Data quality and imputation

Data imputation

A common problem of very sensitive but technically complex high-throughput techniques that detect the concentration of hundreds to thousand of proteins, RNA transcripts or genomic features, is that it is not possible to know if a feature might not be detected because of a technical problem (value missing at random) or because the feature was truly absent (below the limit of detection, missing not at random). Imputation methods detect associations between features in sets of samples and then evaluate if a distribution of detected features is likely to imply that a missing feature should or should not have been detected. Application of imputation methods is thus expected to complete the data and increase its quality. The risk is the introduction of unexpected biases.

Missing value imputation in proteomics data

Proximity extension assays (PEA) use paired antibodies that are oligonucleotide-labeled. When they bind a target protein, the DNA oligos pair and a new sequence can be formed by DNA polymerase extension. The amplification and quantification of the new sequence by rtPCR evaluates the concentration of the target protein. Panels detecting hundreds of proteins from a single sample are commonly used.

During a research project, we obtained PEA data measuring the concentration of 458 inflammation related proteins in 802 plasma samples from individuals with venous tromboembolism. A failure of one PEA chip, affecting measurements of 91 proteins in 86 samples, and the posterior remeasurement of the corresponding samples with a new chip, allowed us to evaluate imputation methods by comparing imputed to remeasured values [1]. In particular, we evaluated two methods, missForest and GSimp, that had been used for proteomics (but not specifically for methods of targeted proteomics such as PEA). GSimp performed better than missForest (71.6% and 69.0% median Pearson correlation between imputed and remeasured values, respectively).

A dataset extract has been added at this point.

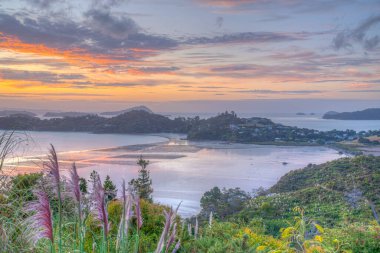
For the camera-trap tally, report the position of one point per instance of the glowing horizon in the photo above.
(110, 51)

Imputation of single-cell ChIP-seq data

To address the sparsity of single-cell ChIP-seq data, we developed SIMPA, a method that extracts predictive information from the bulk ChIP-seq ENCODE dataset to make data imputation of single-cell ChIP-seq data [2]. SIMPA can be used for target histone marks or transcription factors, and it can be applied individually to each single-cell sample from a single-cell ChIP-seq dataset.

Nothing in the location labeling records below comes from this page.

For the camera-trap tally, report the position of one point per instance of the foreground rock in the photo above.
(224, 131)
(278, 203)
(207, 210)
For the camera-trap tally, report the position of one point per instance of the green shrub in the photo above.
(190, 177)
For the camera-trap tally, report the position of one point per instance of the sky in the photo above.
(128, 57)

Evaluation of Next Generation Sequencing (NGS) data quality

The evaluation of the quality of NGS data files is necessary to make possible downstream analyses successfully providing biological or clinical insight. We found current guidelines to assess NGS file quality to be limited.

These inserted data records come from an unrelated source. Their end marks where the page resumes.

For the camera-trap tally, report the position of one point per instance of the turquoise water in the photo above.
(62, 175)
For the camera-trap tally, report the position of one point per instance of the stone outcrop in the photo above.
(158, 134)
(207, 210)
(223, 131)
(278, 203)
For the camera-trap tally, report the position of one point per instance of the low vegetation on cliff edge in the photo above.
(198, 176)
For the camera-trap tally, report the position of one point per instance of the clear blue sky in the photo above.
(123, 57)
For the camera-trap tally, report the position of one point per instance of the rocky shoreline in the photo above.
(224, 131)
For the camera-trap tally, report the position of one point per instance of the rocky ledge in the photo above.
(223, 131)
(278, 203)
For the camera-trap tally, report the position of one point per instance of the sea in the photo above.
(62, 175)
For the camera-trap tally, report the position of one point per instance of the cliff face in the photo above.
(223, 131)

To generate more detailed guidelines we used statistical analysis of public datasets with quality features calculated by common computational methods. We confirm the relevance of genome mapping statistics and show that some features that are currently used to assess quality are not always relevant [3].

To offer an automated procedure to evaluate NGS quality, we created seqQscorer, a method that uses as input multiple features that characterize NGS data files and that was trained on high and low quality data from ENCODE [4]. We provide associations between particular characteristics of different types of NGS data (in humans and mice) and their quality. These associations reveal technical details that influence the performance of NGS.

We observed that seqQscorer can actually identify batches in NGS datasets and can be used to correct such batch effects with performance that compares well with a method that uses a priori knowledge of batches [5] and improves when removing outliers.



[1] Lenz, M., A. Schulz, T. Koeck, S. Rapp, M. Nagler, M. Sauer, L. Eggebrecht, V. Ten Cate, M. Panova-Noeva, J.H. Prochaska, K.J. Lackner, T. Münzel, K. Leineweber, P.S. Wild and M.A. Andrade-Navarro. 2020. Missing value imputation in proximity extension assay-based targeted proteomics data. PLoS One. 15, e0243487.

[2] Albrecht, S., T. Andreani, M.A. Andrade-Navarro and J.F. Fontaine. 2022. Single-cell specific and interpretable machine learning models for sparse ChIP-seq data imputation. PLOS ONE. 17, e0270043. [SIMPA]

[3] Sprang, M., M. Krüger, M.A. Andrade-Navarro, J.F. Fontaine. 2021. Statistical guidelines for quality control of next-generation sequencing techniques. Life Science Alliance. 4, e202101113.

[4] Albrecht, S., M. Sprang, M.A. Andrade-Navarro and J.F. Fontaine. 2021. seqQscorer: automated quality control of next generation sequencing data using machine learning. Genome Biology. 22, 75. [seqQscorer]

[5] Sprang, M., M.A. Andrade-Navarro and J.F. Fontaine. 2022. Batch effect detection and correction in RNA-Seq data using machine-learning-based automated assessment of quality. BMC Bioinformatics. 23, 279.